CATformer: Contrastive Adversarial Transformer for Image Super-Resolution
This work addresses image super-resolution for practical applications, bridging performance gaps among transformer-, diffusion-, and GAN-based methods, but it appears incremental as it combines existing techniques.
The paper tackles the problem of enhancing low-resolution images by introducing CATformer, a neural network that integrates diffusion-inspired feature refinement with adversarial and contrastive learning, and it outperforms recent transformer-based and diffusion-inspired methods in efficiency and visual quality on benchmark datasets.

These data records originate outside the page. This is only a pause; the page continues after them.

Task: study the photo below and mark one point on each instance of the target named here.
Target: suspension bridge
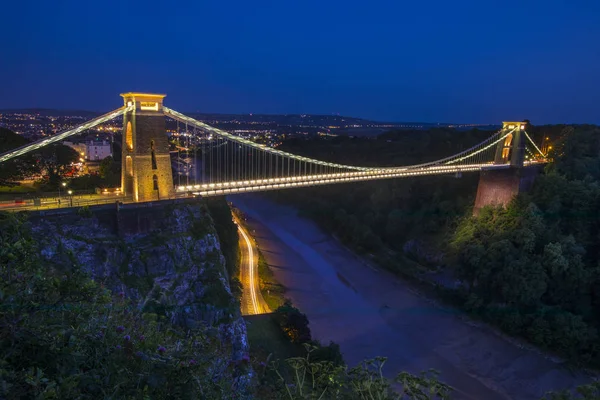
(222, 163)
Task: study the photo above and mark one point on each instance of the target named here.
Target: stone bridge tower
(146, 173)
(499, 186)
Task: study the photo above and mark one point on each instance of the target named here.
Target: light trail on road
(251, 268)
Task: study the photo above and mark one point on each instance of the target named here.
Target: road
(65, 201)
(369, 312)
(252, 301)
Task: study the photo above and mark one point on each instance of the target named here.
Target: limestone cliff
(166, 259)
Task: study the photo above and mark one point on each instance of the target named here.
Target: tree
(13, 170)
(56, 161)
(293, 323)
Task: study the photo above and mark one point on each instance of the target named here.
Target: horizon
(384, 61)
(13, 110)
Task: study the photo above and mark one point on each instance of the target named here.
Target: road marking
(251, 267)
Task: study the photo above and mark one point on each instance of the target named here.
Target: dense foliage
(532, 268)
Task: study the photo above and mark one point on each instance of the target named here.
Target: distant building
(98, 150)
(80, 148)
(95, 150)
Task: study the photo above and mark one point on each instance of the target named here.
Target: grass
(272, 291)
(266, 338)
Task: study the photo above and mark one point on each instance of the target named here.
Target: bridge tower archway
(146, 162)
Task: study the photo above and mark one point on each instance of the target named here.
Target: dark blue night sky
(430, 60)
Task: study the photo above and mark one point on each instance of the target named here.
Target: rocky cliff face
(173, 266)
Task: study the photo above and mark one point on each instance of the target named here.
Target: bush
(63, 336)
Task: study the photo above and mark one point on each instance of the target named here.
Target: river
(369, 312)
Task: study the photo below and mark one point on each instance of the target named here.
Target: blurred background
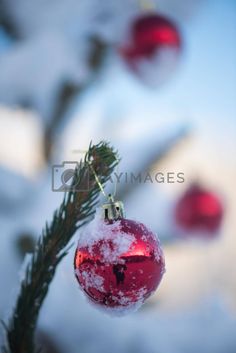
(158, 80)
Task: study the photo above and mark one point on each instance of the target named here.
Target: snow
(98, 230)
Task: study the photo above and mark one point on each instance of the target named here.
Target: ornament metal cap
(113, 210)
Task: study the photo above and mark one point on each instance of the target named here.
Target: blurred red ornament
(154, 48)
(119, 265)
(199, 211)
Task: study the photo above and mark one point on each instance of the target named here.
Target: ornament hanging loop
(113, 210)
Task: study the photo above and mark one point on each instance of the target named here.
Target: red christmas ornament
(199, 211)
(154, 48)
(118, 262)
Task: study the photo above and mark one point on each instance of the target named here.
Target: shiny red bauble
(118, 264)
(200, 211)
(153, 49)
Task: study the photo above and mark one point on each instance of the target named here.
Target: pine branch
(52, 246)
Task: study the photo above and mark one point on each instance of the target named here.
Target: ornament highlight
(199, 212)
(154, 48)
(118, 262)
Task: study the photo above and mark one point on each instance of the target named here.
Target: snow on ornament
(153, 49)
(118, 262)
(199, 212)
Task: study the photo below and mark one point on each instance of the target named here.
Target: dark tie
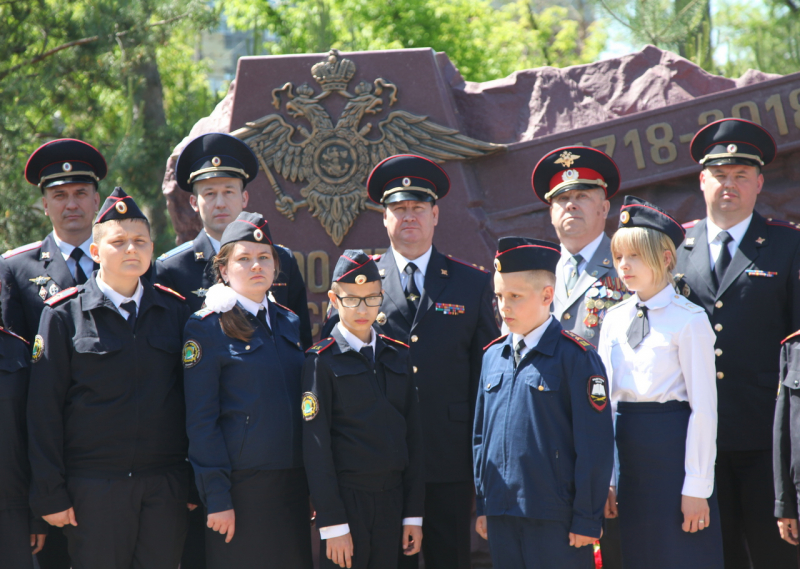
(412, 292)
(80, 276)
(518, 352)
(640, 326)
(724, 258)
(130, 308)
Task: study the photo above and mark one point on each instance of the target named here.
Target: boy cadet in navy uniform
(742, 269)
(444, 312)
(215, 168)
(106, 413)
(543, 437)
(362, 439)
(21, 535)
(68, 173)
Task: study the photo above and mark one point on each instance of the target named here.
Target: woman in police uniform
(243, 363)
(658, 350)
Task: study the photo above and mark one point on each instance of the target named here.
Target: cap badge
(567, 158)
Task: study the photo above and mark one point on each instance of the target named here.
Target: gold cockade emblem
(335, 159)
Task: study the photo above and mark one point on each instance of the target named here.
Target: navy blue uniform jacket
(368, 423)
(242, 401)
(105, 401)
(541, 449)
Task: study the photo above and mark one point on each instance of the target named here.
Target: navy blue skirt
(651, 443)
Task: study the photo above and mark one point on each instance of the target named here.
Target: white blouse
(675, 361)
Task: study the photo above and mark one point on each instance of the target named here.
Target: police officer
(106, 411)
(442, 308)
(215, 168)
(577, 182)
(68, 173)
(742, 269)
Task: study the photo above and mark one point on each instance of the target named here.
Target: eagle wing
(404, 133)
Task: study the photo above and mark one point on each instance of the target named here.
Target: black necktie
(80, 276)
(640, 326)
(724, 258)
(130, 308)
(412, 292)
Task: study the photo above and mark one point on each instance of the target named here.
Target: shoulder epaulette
(790, 336)
(388, 339)
(169, 290)
(22, 249)
(10, 333)
(176, 250)
(466, 264)
(583, 343)
(321, 346)
(493, 342)
(66, 293)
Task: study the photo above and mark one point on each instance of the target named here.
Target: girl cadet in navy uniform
(243, 366)
(658, 349)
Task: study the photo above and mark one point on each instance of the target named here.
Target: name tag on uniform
(449, 309)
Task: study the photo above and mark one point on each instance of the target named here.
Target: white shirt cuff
(334, 531)
(697, 487)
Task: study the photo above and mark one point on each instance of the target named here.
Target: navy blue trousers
(523, 543)
(651, 443)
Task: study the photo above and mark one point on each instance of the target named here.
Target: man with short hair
(743, 270)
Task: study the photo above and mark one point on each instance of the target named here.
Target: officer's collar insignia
(191, 354)
(309, 406)
(38, 348)
(597, 392)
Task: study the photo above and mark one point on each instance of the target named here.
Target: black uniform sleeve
(785, 490)
(317, 451)
(50, 380)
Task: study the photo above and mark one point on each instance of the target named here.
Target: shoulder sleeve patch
(321, 346)
(10, 333)
(22, 249)
(493, 342)
(584, 344)
(66, 293)
(169, 290)
(393, 341)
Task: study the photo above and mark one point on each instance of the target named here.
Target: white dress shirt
(422, 265)
(118, 300)
(87, 264)
(674, 362)
(339, 530)
(715, 244)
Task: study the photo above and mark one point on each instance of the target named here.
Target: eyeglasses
(355, 301)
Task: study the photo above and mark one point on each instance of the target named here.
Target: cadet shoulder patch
(309, 406)
(321, 346)
(584, 344)
(29, 247)
(66, 293)
(38, 348)
(169, 290)
(597, 391)
(192, 352)
(493, 342)
(393, 341)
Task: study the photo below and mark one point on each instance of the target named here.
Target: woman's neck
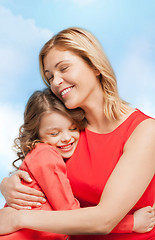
(97, 121)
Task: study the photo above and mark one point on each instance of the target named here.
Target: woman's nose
(66, 137)
(57, 81)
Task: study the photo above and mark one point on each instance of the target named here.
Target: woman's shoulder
(41, 149)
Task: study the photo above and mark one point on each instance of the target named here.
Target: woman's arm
(48, 170)
(17, 195)
(129, 180)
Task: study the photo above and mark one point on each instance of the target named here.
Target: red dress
(89, 169)
(48, 171)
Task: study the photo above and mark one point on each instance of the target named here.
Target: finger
(29, 191)
(17, 207)
(17, 196)
(23, 175)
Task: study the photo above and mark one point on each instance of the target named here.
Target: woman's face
(72, 80)
(60, 132)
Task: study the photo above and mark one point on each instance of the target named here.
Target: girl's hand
(8, 220)
(19, 196)
(144, 220)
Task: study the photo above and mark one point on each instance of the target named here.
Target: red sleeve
(49, 171)
(125, 226)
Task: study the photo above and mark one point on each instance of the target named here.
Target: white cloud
(20, 43)
(83, 2)
(137, 75)
(77, 2)
(10, 121)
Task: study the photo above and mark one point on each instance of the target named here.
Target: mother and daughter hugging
(90, 155)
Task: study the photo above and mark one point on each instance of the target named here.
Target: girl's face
(72, 80)
(60, 132)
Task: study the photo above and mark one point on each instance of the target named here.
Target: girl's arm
(48, 170)
(17, 195)
(129, 180)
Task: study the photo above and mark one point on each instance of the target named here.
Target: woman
(112, 169)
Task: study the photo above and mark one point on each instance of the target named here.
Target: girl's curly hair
(39, 103)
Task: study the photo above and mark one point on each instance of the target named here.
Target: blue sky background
(126, 30)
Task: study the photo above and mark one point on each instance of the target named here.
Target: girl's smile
(71, 79)
(59, 131)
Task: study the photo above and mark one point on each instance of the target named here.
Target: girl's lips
(66, 148)
(64, 92)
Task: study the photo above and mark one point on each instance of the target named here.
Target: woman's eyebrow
(56, 65)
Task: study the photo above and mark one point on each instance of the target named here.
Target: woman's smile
(68, 73)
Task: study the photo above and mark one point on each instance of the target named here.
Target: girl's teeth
(66, 90)
(66, 146)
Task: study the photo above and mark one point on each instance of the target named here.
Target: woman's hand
(8, 220)
(19, 196)
(144, 220)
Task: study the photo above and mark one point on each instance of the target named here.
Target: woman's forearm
(72, 222)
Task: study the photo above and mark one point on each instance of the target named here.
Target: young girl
(46, 140)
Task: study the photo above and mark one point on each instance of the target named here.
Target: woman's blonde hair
(86, 46)
(39, 104)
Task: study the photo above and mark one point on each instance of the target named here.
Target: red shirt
(48, 171)
(93, 162)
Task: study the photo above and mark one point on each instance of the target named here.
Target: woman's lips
(66, 148)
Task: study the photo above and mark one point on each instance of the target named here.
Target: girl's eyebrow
(56, 65)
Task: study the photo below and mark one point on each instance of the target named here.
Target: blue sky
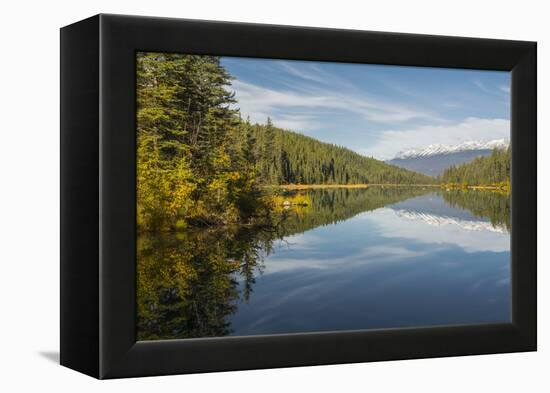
(375, 110)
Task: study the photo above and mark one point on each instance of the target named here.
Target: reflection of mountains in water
(455, 208)
(330, 206)
(437, 220)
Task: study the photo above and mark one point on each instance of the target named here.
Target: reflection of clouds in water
(368, 255)
(436, 220)
(393, 225)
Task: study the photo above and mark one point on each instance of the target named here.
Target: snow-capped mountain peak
(437, 149)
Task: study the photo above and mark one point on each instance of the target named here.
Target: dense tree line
(487, 170)
(199, 163)
(287, 157)
(193, 165)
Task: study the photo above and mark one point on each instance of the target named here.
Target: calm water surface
(354, 259)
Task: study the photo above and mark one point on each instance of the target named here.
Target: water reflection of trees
(487, 204)
(187, 282)
(330, 206)
(190, 283)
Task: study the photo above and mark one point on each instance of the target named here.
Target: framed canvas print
(240, 196)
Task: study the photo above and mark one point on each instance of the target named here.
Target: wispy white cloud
(390, 142)
(260, 102)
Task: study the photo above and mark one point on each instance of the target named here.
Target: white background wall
(29, 194)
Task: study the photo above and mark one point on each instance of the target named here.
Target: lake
(374, 258)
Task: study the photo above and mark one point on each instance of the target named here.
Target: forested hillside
(490, 170)
(288, 157)
(200, 164)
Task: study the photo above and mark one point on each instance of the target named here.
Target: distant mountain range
(434, 159)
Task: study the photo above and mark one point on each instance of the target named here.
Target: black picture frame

Super-resolution remains a promising technique to enhance the quality of low-resolution images. This study introduces CATformer (Contrastive Adversarial Transformer), a novel neural network integrating diffusion-inspired feature refinement with adversarial and contrastive learning. CATformer employs a dual-branch architecture combining a primary diffusion-inspired transformer, which progressively refines latent representations, with an auxiliary transformer branch designed to enhance robustness to noise through learned latent contrasts. These complementary representations are fused and decoded using deep Residual-in-Residual Dense Blocks for enhanced reconstruction quality. Extensive experiments on benchmark datasets demonstrate that CATformer outperforms recent transformer-based and diffusion-inspired methods both in efficiency and visual image quality. This work bridges the performance gap among transformer-, diffusion-, and GAN-based methods, laying a foundation for practical applications of diffusion-inspired transformers in super-resolution.